Farm groups and the chairwoman of the Senate Agriculture Committee, Sen. Debbie Stabenow, D-Mich., hailed the move, which resulted in part from pressure brought by lawmakers, farmers and agricultural organizations. But some, including New York Farm Bureau, warned that other parts of the regulation that were not held up could discourage youths from farm work.

With the final regulations in limbo, the Labor Department said the parental exemption will apply to children whose parents are partial owners in a farm, partners in a farm ownership or officers in a corporation that owns a farm, so long as the ownership interest is “substantial.”

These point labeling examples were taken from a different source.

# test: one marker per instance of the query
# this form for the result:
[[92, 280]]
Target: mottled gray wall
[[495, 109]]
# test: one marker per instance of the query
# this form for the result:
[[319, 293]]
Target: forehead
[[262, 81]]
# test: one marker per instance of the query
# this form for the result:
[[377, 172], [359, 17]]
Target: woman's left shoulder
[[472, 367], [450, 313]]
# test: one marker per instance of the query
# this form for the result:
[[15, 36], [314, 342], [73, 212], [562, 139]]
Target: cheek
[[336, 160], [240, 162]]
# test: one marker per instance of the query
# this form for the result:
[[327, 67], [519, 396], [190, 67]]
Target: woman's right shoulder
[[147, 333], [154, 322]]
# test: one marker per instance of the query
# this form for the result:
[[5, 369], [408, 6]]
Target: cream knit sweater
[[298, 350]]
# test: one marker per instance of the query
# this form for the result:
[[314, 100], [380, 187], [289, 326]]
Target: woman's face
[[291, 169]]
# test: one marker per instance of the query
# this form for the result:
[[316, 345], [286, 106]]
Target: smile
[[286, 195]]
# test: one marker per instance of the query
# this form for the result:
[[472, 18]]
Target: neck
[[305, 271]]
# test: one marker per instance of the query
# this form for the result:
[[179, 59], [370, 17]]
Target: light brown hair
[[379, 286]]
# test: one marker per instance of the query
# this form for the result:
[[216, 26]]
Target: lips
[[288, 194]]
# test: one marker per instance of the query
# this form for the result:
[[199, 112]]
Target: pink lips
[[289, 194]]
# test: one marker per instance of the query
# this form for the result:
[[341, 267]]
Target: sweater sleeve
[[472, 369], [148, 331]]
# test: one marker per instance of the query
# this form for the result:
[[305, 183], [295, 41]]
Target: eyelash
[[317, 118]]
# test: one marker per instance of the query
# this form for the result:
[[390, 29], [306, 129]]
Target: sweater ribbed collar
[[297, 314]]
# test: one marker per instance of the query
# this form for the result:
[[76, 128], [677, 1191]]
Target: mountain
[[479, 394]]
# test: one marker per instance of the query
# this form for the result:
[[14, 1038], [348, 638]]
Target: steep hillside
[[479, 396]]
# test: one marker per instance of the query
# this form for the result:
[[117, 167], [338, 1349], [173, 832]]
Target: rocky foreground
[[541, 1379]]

The parental exemption, created by Congress in 1966, allows children younger than 16 to perform any job on a farm owned or operated by a parent or someone standing in as a parent. That basic principle was never threatened, but children might have been barred from working on farms with more complicated joint ownership — an arrangement that has become more common as farms have grown in recent decades.

Farm groups also said they worried that children would be barred from working on farms owned by their grandparents or other extended relatives, a situation the Labor Department said it would consider. Those jobs could include operating machinery or working around breeding cattle, the National Milk Producers Federation said.

Other sections bar youths from jobs that might inflict pain on an animal, which farm groups say could be as routine as picking a horse’s hooves or leading a cow around a barn.

A new set of proposed regulations will be published this summer, the department said, giving the public more time to submit comments.

The rules, proposed last September, followed reports that children are much more likely to be killed in farm accidents than in all other types of work combined. But farm groups, including the NMPF, questioned that and other assertions, suggesting the department’s data was incomplete or not entirely reliable. The Milk Producers Federation represents farmers’ bargaining cooperatives.

The Labor Department has said hundreds of thousands of people younger than 18 work on farms, but acknowledged that accurate data is not available and that the number of children affected by the proposal is “quite small.”

Mrs. Stabenow, who wrote to Labor Secretary Hilda Solis in October to complain about the proposal, has warned that such restrictions on child labor could undermine not only traditional work on farms but youth programs such as 4-H. Other lawmakers, including Rep. William L. Owens, D-Plattsburgh, and other members of the upstate New York delegation complained to the department as well.

In a statement Wednesday, Ms. Stabenow said, “Of course there should be safeguards to protect children from dangerous situations, but there needs to be an understanding that many children in rural communities learn about safety by helping their family on the farm.”

The American Farm Bureau Federation praised the move but said the proposed regulations as they stand should be further rolled back.

“Farm work has always played a significant role in the lives of rural youth across the country, whether they are milking cows on their grandparents’ farm or harvesting apples as a summer job,” said AFBF President Robert Stallman. “DOL’s rule would have a detrimental effect on family farms and would create an even tighter supply of farm labor when it’s already in short supply.”